Zhenbo Luo received the Master degree in Electronics Engineering from Tsinghua University in 2006, and the supervisor is Professor Xiaoqing Ding. Received the B.Sc. degree in Electronics Engineering from Fudan University in 2003. He is a Principal Engineer and lab leader of Machine learning lab of Samsung R&D Institute China. His research interests include vision and learning. He leads the team to develop GAN, text recognition, AR, Human understanding technologies for Samsung smart phones, visual display and printing business.

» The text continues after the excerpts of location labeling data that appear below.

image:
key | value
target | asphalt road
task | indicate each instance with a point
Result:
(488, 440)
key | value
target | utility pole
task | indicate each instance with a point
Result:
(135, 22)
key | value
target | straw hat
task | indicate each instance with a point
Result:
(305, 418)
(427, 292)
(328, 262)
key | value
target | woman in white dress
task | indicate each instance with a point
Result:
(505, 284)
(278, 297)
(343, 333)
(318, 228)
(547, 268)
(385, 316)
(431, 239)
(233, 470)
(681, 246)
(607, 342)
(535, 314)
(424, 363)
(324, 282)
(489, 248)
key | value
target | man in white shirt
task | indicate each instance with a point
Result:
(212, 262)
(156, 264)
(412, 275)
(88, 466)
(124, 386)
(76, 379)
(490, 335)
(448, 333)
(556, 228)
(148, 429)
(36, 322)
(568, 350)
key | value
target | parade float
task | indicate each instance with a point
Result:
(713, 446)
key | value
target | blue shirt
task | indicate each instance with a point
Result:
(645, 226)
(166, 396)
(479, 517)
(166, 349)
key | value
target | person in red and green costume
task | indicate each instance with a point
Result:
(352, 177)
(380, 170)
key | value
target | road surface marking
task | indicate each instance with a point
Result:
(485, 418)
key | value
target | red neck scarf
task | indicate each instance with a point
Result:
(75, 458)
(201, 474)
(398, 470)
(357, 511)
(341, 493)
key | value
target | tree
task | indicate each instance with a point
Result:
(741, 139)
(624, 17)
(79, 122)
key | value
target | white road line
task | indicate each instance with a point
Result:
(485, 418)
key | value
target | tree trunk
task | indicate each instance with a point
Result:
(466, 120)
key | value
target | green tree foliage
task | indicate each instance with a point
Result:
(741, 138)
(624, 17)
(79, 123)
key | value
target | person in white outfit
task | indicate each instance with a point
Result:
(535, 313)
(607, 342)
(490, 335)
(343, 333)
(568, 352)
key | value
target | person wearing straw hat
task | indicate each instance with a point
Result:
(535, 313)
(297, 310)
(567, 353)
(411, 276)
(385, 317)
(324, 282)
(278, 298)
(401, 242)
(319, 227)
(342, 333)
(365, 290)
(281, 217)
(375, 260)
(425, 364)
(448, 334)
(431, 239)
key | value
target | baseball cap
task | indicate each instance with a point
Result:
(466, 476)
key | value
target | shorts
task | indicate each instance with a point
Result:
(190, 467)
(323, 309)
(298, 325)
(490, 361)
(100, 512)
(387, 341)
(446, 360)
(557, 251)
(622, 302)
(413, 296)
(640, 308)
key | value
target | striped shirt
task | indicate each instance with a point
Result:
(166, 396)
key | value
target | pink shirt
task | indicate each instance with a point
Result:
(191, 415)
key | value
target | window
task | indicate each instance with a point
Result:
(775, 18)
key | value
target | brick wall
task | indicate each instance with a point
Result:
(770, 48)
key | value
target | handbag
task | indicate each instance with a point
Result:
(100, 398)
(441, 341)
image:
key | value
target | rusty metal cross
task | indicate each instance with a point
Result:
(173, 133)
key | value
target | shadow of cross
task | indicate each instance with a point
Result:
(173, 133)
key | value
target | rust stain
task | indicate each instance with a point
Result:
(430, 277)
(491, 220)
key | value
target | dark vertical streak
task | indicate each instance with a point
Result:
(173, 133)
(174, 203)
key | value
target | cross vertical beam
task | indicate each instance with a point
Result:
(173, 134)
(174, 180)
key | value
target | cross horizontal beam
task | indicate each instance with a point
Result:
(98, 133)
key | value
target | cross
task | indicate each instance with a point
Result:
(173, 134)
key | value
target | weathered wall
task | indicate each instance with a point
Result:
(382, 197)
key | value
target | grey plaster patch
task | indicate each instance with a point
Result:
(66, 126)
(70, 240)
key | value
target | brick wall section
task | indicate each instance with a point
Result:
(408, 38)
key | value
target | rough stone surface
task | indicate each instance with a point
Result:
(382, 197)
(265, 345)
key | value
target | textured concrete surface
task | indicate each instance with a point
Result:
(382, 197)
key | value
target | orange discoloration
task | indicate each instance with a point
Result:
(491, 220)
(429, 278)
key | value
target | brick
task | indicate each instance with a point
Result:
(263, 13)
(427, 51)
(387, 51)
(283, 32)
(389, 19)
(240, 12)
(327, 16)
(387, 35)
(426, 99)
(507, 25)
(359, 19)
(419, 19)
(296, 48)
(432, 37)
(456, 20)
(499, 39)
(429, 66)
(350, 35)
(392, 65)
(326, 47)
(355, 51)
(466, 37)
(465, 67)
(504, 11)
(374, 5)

Jean-Marc Ogier received his PhD degree in computer science from the University of Rouen, France, in 1994. During this period (1991–1994), he worked on graphic recognition for Matra Ms&I Company. Now full professor at the university of la Rochelle, Pr Ogier was the head of L3I laboratory in computer sciences of the university of la Rochelle which gathers more than 120 members and works mainly of Document Analysis and Content Management. Author of more than 200 publications / communications, he managed several French and European projects dealing with document analysis, either with public institutions, or with private companies. Pr Ogier was Deputy Director of the GDR I3 of the French National Research Centre (CNRS) between 2005 and 2013. He was also Chair of the Technical Committee 10 (Graphic Recognition) of the International Association for Pattern Recognition (IAPR) from 2010 to 2015, and is the representative member of France at the governing board of the IAPR. He is now the general chair of the TC6, dealing with computational forensics of the International Association for Pattern Recognition. Jean-Marc Ogier has been the general chair or the program chair of several international scientific events dealing with document analysis (DAS, ICDAR, GREC,... ) He is now the president of the university of La Rochelle
Cheng-Lin Liu is a Professor at the National Laboratory of Pattern Recognition (NLPR), Institute of Automation of Chinese Academy of Sciences, Beijing, China, and is now the director of the laboratory. He received the B.S. degree in electronic engineering from Wuhan University, Wuhan, China, the M.E. degree in electronic engineering from Beijing Polytechnic University, Beijing, China, the Ph.D. degree in pattern recognition and intelligent control from the Institute of Automation of Chinese Academy of Sciences, Beijing, China, in 1989, 1992 and 1995, respectively. He was a postdoctoral fellow at Korea Advanced Institute of Science and Technology (KAIST) and later at Tokyo University of Agriculture and Technology from March 1996 to March 1999. From 1999 to 2004, he was a research staff member and later a senior researcher at the Central Research Laboratory, Hitachi, Ltd., Tokyo, Japan. His research interests include pattern recognition, image processing, neural networks, machine learning, and especially the applications to character recognition and document analysis. He has published over 200 technical papers at prestigious international journals and conferences. He is an associate editor-in-chief of Pattern Recognition, and is on the editorial board of Image and Vision Computing, International Journal on Document Analysis and Recognition, and Cognitive Computation. He is a fellow of the IEEE and the IAPR.